If that wasn’t sex, it was pretty close.

She sank onto the bottom stair, the pillowcase of tokens sagging on the floor, and took the seashell out of her dress pocket. How long had it been? Two weeks? And everything was already going to hell. Nok and Rolf had clung to each other right from the start, so maybe she shouldn’t be so surprised, but seeing them tangled in the early-morning sunlight with a black window looming next to them stirred something ugly within her.

It wasn’t the sex—they were old enough to make their own decisions. It wasn’t even that they were obeying the Kindred’s rules, because she knew they were terrified of disobeying. It was because they had looked truly, blissfully, blindly happy.

They like it here.

The pillowcase slipped from her hands. Tokens avalanched to the floor, far more than she had collected. She must have grabbed the wrong pillowcase. Had Nok and Rolf been earning tokens on their own, or siphoning off the ones she’d earned?

Now that she looked around the living room, at the candy wrappers on the side table, and a fort they must have made from sofa cushions, and even a radio—the red one she thought the Kindred had stolen—she realized she’d been blind.

Rolf and Nok never had any intention of escaping.

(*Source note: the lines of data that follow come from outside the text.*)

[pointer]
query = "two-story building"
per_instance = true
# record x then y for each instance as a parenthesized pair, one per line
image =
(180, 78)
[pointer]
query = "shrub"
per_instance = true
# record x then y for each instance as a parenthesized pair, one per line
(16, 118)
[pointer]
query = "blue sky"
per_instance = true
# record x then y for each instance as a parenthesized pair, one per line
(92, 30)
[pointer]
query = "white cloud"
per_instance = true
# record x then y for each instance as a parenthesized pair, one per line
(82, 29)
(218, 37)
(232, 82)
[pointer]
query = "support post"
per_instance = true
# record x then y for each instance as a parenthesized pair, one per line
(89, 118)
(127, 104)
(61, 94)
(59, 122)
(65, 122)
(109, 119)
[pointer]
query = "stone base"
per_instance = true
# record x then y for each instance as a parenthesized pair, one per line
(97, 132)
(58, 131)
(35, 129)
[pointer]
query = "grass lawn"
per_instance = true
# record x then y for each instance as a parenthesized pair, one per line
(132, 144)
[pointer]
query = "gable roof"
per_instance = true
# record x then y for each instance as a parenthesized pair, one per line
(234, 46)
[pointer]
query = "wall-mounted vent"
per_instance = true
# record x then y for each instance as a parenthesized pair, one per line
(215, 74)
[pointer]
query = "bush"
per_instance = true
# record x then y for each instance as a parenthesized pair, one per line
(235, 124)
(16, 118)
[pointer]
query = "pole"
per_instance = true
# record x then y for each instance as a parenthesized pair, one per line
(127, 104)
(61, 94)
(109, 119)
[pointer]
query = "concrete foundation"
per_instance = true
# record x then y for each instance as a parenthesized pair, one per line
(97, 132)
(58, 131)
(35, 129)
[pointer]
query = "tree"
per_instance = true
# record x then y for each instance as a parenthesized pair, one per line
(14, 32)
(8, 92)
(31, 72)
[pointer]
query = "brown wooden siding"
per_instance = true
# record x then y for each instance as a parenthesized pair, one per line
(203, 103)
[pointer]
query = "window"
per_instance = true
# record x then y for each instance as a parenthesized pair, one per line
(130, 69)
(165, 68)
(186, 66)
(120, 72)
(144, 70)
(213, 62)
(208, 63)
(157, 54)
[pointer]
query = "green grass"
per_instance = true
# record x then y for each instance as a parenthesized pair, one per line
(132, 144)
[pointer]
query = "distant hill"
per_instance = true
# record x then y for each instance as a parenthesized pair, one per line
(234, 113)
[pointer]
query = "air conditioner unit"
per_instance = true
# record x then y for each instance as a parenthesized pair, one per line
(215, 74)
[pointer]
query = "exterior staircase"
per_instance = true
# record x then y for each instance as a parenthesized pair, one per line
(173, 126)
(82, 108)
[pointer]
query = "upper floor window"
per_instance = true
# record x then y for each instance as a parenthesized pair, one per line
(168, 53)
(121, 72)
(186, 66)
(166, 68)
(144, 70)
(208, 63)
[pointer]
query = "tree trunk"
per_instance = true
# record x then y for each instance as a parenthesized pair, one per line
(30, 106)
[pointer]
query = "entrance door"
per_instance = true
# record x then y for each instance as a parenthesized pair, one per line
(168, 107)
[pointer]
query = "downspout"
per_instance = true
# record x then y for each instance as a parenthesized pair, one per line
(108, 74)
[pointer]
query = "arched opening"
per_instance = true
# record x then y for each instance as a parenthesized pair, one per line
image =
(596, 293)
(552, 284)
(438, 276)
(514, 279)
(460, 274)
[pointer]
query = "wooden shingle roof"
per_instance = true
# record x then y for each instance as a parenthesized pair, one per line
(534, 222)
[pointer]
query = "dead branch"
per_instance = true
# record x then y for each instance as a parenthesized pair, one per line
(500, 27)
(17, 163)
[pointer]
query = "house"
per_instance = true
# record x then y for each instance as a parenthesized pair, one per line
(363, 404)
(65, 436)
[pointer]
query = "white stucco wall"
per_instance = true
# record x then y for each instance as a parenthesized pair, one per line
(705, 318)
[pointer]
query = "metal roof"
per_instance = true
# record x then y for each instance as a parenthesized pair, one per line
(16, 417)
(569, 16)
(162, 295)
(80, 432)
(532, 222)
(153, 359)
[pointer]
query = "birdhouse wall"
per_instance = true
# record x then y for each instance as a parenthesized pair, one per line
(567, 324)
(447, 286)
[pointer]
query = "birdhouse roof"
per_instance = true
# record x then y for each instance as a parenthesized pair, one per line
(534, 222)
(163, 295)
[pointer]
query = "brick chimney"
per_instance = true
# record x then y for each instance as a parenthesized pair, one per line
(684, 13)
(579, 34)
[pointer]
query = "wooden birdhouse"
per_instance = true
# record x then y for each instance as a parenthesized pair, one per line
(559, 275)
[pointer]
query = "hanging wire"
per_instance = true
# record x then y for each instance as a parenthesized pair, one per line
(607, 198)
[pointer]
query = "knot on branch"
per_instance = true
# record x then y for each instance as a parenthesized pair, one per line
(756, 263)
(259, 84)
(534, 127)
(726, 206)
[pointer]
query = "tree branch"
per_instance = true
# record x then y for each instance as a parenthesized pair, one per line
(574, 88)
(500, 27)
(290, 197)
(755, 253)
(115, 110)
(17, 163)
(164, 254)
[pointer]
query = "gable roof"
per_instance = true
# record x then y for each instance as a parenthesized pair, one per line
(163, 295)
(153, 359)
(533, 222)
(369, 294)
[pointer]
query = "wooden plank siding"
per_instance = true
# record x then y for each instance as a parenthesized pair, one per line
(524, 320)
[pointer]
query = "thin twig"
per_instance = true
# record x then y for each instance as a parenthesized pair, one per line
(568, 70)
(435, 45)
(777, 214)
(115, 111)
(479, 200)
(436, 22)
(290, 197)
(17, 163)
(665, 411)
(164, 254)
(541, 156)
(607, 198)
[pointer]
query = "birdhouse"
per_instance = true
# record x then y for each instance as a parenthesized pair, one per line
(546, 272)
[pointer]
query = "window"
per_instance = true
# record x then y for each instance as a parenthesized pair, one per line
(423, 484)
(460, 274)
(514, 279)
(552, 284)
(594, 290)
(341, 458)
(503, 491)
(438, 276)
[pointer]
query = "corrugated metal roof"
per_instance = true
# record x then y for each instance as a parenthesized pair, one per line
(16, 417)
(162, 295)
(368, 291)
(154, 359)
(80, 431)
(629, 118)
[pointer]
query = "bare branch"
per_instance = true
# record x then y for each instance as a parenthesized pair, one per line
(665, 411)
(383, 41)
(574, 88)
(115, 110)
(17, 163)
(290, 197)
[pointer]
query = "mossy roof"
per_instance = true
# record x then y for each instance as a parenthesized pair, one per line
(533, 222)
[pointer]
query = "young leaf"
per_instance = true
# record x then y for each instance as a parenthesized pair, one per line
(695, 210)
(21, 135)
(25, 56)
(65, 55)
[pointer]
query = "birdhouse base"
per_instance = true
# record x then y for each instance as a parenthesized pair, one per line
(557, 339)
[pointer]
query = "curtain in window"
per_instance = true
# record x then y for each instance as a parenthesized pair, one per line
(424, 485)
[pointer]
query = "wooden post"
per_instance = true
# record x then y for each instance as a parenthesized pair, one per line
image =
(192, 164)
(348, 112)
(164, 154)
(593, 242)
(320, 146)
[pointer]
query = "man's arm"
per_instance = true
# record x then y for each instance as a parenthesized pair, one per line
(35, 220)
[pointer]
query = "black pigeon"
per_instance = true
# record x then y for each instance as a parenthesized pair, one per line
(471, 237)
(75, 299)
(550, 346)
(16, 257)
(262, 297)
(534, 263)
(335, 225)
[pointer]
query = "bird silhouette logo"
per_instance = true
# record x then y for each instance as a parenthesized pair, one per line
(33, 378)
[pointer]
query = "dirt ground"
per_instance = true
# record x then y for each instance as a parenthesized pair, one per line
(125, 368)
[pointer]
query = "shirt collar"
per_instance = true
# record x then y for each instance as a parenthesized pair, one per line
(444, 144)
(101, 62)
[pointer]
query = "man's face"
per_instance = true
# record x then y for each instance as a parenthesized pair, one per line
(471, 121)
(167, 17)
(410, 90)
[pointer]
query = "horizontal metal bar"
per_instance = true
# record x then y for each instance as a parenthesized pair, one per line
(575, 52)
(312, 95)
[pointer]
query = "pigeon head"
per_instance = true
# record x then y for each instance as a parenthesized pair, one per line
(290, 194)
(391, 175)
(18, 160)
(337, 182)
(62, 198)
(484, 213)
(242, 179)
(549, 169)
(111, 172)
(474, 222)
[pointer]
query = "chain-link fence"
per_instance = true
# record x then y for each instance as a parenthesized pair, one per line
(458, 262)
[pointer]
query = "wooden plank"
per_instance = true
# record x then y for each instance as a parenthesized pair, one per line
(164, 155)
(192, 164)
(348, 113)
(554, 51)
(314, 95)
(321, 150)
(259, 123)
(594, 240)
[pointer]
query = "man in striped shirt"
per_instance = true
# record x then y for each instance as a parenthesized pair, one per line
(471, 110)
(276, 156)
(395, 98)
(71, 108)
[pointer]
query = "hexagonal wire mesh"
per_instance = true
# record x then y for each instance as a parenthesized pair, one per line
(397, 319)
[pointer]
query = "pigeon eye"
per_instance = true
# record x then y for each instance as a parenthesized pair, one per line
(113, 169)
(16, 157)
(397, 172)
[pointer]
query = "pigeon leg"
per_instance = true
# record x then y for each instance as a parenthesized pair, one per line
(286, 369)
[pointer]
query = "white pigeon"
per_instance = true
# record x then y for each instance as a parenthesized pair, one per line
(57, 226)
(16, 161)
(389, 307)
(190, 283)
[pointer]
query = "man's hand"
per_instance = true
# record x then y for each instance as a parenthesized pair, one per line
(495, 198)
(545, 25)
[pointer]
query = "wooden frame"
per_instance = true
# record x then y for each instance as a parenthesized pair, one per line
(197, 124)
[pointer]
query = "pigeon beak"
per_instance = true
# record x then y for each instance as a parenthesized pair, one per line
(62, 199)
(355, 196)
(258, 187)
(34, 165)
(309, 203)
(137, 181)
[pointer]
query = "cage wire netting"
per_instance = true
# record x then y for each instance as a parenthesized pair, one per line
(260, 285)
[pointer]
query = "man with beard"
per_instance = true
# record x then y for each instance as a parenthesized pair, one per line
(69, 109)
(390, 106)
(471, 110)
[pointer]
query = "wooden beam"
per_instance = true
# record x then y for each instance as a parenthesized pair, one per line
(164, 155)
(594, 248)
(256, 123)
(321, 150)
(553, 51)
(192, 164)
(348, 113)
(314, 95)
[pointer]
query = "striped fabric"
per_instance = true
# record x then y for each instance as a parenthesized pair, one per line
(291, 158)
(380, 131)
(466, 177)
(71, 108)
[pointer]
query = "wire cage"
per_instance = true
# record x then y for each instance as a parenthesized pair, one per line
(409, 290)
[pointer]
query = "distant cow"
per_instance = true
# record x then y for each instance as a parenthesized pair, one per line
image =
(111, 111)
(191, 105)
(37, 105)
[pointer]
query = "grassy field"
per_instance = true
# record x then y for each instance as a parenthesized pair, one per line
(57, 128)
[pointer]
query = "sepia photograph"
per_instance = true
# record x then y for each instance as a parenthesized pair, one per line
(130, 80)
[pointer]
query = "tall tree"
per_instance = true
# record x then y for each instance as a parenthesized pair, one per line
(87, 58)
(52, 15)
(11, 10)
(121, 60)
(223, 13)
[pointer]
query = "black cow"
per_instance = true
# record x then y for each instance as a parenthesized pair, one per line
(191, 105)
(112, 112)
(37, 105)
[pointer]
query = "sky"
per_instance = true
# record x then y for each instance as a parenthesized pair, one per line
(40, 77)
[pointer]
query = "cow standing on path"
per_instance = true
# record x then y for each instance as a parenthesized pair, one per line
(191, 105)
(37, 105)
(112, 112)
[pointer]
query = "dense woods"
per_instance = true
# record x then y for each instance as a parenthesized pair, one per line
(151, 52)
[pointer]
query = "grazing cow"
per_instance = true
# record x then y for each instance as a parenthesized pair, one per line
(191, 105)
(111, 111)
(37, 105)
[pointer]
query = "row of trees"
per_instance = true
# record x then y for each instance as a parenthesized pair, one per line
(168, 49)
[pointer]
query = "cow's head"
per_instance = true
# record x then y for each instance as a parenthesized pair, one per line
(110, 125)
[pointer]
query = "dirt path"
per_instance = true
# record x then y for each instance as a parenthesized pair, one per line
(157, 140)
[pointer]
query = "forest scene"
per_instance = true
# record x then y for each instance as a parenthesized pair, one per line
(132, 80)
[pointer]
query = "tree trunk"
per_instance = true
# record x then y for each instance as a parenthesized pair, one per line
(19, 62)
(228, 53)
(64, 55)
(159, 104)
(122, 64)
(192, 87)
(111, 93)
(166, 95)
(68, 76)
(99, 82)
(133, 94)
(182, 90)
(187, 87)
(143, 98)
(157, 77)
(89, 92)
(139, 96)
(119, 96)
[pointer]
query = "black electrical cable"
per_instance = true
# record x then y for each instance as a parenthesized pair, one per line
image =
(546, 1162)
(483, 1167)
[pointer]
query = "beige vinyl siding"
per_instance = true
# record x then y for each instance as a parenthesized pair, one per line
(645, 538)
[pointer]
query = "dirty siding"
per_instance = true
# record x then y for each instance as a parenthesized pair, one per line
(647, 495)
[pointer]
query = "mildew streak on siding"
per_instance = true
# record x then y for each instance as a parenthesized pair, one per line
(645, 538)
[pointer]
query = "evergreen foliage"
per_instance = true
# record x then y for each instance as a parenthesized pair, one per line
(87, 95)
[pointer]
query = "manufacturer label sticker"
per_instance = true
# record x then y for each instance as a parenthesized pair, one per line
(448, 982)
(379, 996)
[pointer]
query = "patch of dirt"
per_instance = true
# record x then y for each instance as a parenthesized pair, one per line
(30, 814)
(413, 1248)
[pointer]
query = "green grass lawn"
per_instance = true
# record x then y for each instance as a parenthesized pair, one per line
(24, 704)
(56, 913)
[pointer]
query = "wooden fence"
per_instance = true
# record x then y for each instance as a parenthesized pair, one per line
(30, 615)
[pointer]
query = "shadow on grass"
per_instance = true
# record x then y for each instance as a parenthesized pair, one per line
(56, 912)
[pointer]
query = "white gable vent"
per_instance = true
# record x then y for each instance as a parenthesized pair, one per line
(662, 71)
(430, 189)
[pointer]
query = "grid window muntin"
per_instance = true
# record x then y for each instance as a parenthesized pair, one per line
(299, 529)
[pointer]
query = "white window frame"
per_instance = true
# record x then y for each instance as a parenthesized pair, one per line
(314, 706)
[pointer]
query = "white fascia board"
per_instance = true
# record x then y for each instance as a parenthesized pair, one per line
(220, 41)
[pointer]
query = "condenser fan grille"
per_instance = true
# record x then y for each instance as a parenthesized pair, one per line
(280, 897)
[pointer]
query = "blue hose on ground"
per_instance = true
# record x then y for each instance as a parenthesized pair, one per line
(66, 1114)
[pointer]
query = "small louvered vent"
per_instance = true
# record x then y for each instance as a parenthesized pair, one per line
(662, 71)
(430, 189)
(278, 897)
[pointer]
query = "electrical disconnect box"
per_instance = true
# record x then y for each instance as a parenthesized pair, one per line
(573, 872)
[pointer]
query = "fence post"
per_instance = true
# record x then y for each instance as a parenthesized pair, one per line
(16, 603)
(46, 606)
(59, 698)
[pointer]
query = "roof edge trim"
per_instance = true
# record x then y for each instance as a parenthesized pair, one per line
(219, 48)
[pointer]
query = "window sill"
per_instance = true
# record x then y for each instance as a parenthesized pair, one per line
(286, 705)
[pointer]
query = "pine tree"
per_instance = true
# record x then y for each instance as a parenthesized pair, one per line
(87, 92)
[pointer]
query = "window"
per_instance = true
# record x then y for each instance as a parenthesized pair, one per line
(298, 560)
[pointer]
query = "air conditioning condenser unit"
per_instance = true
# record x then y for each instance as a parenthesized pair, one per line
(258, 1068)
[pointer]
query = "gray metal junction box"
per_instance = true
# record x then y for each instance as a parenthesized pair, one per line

Footsteps sounded on the porch, and Lucky stuck his head in, still sweat soaked from the desert. “I’ve been looking for you everywhere.” He leaned in the doorway, catching his breath. “I know that fight was stupid. Guys can be like that sometimes—I didn’t mean what I said. It’s this place. It makes my head ache so bad I can’t even think.” He squeezed a fist against his forehead and released it with an angry sigh. “It’s my fault. I let everyone drift apart.”